Tap the Sign: Anagrams (Part 2)

In which we quote from not-that-Bible, but another one.

We started talking about anagrams and then spent a good long time wringing all the joy out of cryptic clue construction by making it all about grammar and where nouns should go. That sets us up for taking down what should be a fairly easy target: the canard that "everything is an anagram indicator."

(We're not calling out Will's tweet — we're highlighting it because he's in on the joke.)

There's no shortage of reasons for us to shout out Emily Cox and Henry Rathvon, but we're doing it today because their book The Random House Guide to Cryptic Crosswords includes some classification work we consider the final word on this subject.
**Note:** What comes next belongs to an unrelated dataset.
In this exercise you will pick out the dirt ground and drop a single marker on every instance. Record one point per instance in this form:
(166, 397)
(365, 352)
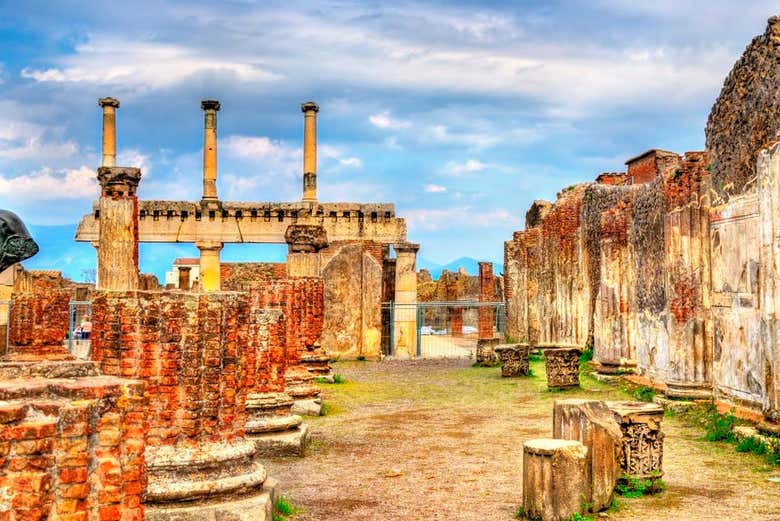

The RHGCC is regrettably out of print, but is reliably available on the used market in various conditions. (You buy a used crossword book and you're likely also buying some partly completed puzzles.) The book walks novice solvers through solving, but also novice constructors through constructing, concluding with an appendix of indicators.

Lists of indicators abound on the web today at different levels of rigor, but there's an extra level of scholarship in Cox and Rathvon's look at anagram indicators: They break them down by the keywords under which basically all anagram indicators fall. That list of keywords is so good we will reprint it here (though we won't be reprinting the tons of examples that follow each keyword), and then you should call up Random House and get them to reprint the dang book.

MIXED
CHANGED
CHANGEABLE
POTENTIAL
PREPARED
HAPHAZARD
MOVING
DAMAGED
WRONG
FIXED
STRANGE
CRAZY
SILLY

If you cannot find a way from your indicator to one of those 13 words, we suggest you find another another indicator.

For example, among some prepositions that we see when solving, we can get from the sylphlike out to WRONG without breaking too much of a sweat, but we have never fallen head-over-heels for up, because while up can mean excited and excited can mean MOVING, that daisy chain falls apart — up doesn't mean MOVING. (Transitivity — which is to say, if A =B and B = C, then A = C — is where a lot of wrongheaded thinking in cryptics arises. For example, glimpse can be defined as look, as can stare … but stare and glimpse are not interchangeable. The use of journalist to clue ED as in editor, for instance, warrants a dele.)

Meanwhile, we draw a hard line against the Wayne Robert Williams favorite not, which implies wrongness, but could also imply rightness or any other concept since it has to bounce off something else to have any meaning at all (except, perhaps, when used in the Wayne's World sense — and, who knows, maybe Wayne Robert Williams was the model for the Mike Myers character, but I doubt it).

With 13 words and oh so many synonyms and near-synonyms, it is truly amazing how many anagram indicators we get, especially when the adjective, verb, adverb and, yes, occasional noun forms are available.